Wir als Jesu Jüngerinnen und Jünger heute sollen mit diesem ganzen Reichtum in dieser Welt so wirken, dass wir für Gott neuen Reichtum hinzugewinnen.
Wir sollen mit unseren anvertrauten Pfunden wuchern.
Das Wort von der Versöhnung mit Gott soll nicht auf einen kleinen Kreis beschränkt bleiben, sondern die ganze Welt soll versöhnt werden.
Die ganze Welt soll von Gottes Liebe und Gerechtigkeit ergriffen werden.
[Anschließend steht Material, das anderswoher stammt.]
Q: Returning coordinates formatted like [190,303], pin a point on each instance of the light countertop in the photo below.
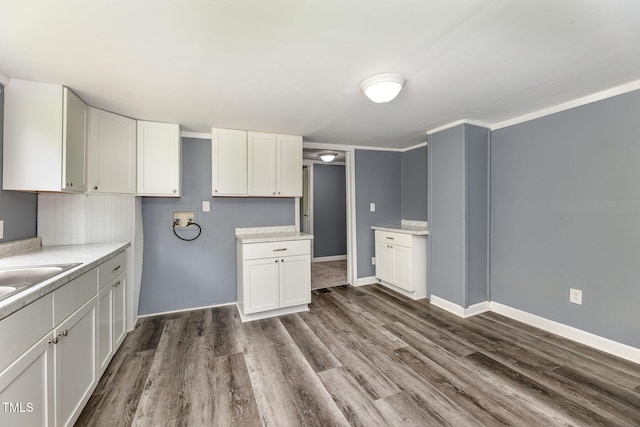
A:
[270,234]
[90,256]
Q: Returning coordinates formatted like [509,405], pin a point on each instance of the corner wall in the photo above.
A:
[180,275]
[565,209]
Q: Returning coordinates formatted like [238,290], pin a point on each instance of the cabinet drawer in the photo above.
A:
[71,296]
[276,249]
[109,270]
[24,328]
[393,238]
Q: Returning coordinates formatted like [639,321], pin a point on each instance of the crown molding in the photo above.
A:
[196,135]
[4,79]
[578,102]
[457,123]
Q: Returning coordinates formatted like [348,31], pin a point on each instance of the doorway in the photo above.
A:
[323,213]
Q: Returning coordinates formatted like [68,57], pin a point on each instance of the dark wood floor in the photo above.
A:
[361,356]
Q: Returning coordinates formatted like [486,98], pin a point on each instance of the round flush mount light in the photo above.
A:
[328,157]
[383,88]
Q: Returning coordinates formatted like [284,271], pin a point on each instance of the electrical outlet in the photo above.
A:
[575,296]
[182,218]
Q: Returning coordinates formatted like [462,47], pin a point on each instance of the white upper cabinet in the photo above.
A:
[159,159]
[274,165]
[112,153]
[45,138]
[228,162]
[262,164]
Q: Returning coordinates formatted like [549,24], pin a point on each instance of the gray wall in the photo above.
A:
[378,179]
[329,210]
[178,275]
[565,205]
[446,214]
[458,224]
[414,184]
[18,210]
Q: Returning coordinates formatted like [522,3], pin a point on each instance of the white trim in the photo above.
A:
[197,135]
[329,258]
[352,237]
[272,313]
[4,79]
[185,310]
[604,344]
[363,281]
[459,311]
[481,307]
[446,305]
[309,162]
[598,96]
[340,147]
[413,147]
[457,123]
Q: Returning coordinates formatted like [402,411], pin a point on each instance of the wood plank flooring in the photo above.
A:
[363,357]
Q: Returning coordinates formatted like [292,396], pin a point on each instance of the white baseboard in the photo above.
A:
[600,343]
[459,311]
[186,310]
[604,344]
[329,258]
[365,281]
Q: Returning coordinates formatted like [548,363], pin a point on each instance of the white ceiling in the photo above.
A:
[295,66]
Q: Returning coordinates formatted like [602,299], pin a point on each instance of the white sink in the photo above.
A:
[16,279]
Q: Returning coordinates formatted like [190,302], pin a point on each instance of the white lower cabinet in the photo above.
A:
[111,321]
[75,362]
[401,262]
[60,345]
[274,278]
[26,388]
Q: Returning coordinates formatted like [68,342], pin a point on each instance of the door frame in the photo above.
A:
[349,163]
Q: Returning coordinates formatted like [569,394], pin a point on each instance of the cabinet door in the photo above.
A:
[105,328]
[119,319]
[384,261]
[262,164]
[26,388]
[112,153]
[289,166]
[75,363]
[74,142]
[261,289]
[295,280]
[229,162]
[402,268]
[159,159]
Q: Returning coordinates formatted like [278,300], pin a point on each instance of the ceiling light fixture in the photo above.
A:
[328,157]
[383,88]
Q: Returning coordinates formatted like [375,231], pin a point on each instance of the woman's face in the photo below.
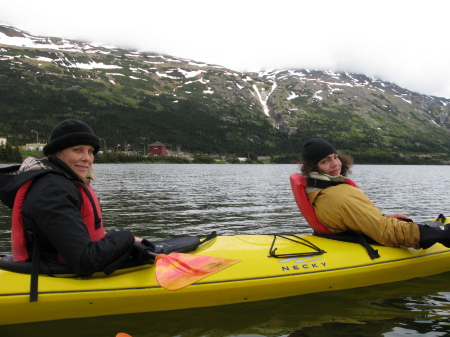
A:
[330,165]
[79,158]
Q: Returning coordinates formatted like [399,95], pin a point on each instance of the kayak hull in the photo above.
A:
[256,277]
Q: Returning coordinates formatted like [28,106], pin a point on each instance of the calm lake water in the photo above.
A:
[159,201]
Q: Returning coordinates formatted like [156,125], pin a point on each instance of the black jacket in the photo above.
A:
[52,210]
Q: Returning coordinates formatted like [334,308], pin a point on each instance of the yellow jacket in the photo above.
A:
[344,207]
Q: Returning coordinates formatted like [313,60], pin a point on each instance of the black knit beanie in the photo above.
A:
[68,133]
[315,149]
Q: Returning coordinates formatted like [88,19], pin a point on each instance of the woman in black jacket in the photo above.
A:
[60,212]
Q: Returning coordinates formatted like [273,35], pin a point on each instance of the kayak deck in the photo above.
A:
[256,277]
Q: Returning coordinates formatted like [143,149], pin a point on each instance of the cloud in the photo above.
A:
[402,41]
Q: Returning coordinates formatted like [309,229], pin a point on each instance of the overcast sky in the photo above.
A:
[402,41]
Dazu wird uns dieser Reichtum gegeben.
Der Reichtum Gottes hat ein Ziel und eine Richtung: hinein in die Welt, um sie für die Liebe Gottes zu gewinnen.
Schön und gut, geht es uns durch den Kopf, aber dabei kann einem nur Angst werden.
So großer Reichtum, so große Verantwortung das ist viel Mühe.
Das ist mir zu viel Risiko.
Ich denke, wir können den dritten Knecht gut verstehen.
Für ihn wird der Reichtum zur Last, zu etwas, das ihm Furcht macht.
Wenn ich mich darauf einlasse, ist es mit der Sicherheit und Gemütlichkeit meines Lebens vorbei.
Dann werde ich am Ende in alle möglichen Dinge hineingezogen, die mich eigentlich nichts angehen.
Meine Lebensmaxime ist anders: Kümmere dich lieber um deinen Kram.
Lass die Finger von fremden Angelegenheiten. Sieh zu, wie du selbst durchkommst.
Was ändert es denn, wenn ich mich in einen Streit einmische?
Wahrscheinlich werden sie gemeinsam gegen mich Front machen.
Was ändert es denn, wenn ich gegen die Entlassung älterer Kollegen im Betrieb protestiere?
Wahrscheinlich bin ich dann der Nächste, der seine Stelle verliert - oder ich werde vorgemerkt.
Was ändert’s denn, was bringt’s denn?
Und schon lege ich mich selbstgefällig zurück, verschränke die Arme und sage: Hauptsache Jesus liebt mich. Mir geht’s gut, ich bleib hocken.
Und schon sind unsere Gaben eingebuddelt, wo niemand sie sehen und nehmen kann, wo sie nicht einmal Zinsen abwerfen, aber ich hab meine Ruhe und die anderen Menschen auch.
Das ist die Haltung des dritten Knechts.
Aber Jesus will von seinen Jüngern ein anderes Verhalten.
Er hat sie mit seinen Gaben betraut, nicht damit sie sich aus allem heraushalten und auf saubere Hände achten.
Jüngerschaft ist keine Superlebensversicherung gegen alle Unannehmlichkeiten des Lebens; sondern sie ist Ruf zur Übernahme von Verantwortung in unserer Welt, die doch Gottes Welt ist.
Jüngerschaft ist das Wahrnehmen der Verantwortung, die Gott in unsere Hände legt, ist Übernahme auch von Gottes Risiko in dieser Welt.
Die beiden ersten Knechte warten auf den Herrn bis er wiederkommt.
Aber sie legen ihre Hände nicht in den Schoss.
Sie sind aktiv Wartende.
Sie wuchern mit ihren anvertrauten Pfunden.
Sie breiten Versöhnung, Liebe und Gerechtigkeit aus in Wort und Tat.
Sie sind angesteckt von Gottes Hoffnung.
Also: Wenn Gott uns Gaben gibt für diese Welt und unsere Zeit, so sagt er damit:
Ees ist meine Welt für euch,
sie hat für Euch eine Zukunft, es besteht Hoffnung.
Macht was draus!
Amen.
Der Friede Gottes, der höher ist als alle Vernunft, bewahre unsere Herzen und Sinne in Christus Jesus. Amen.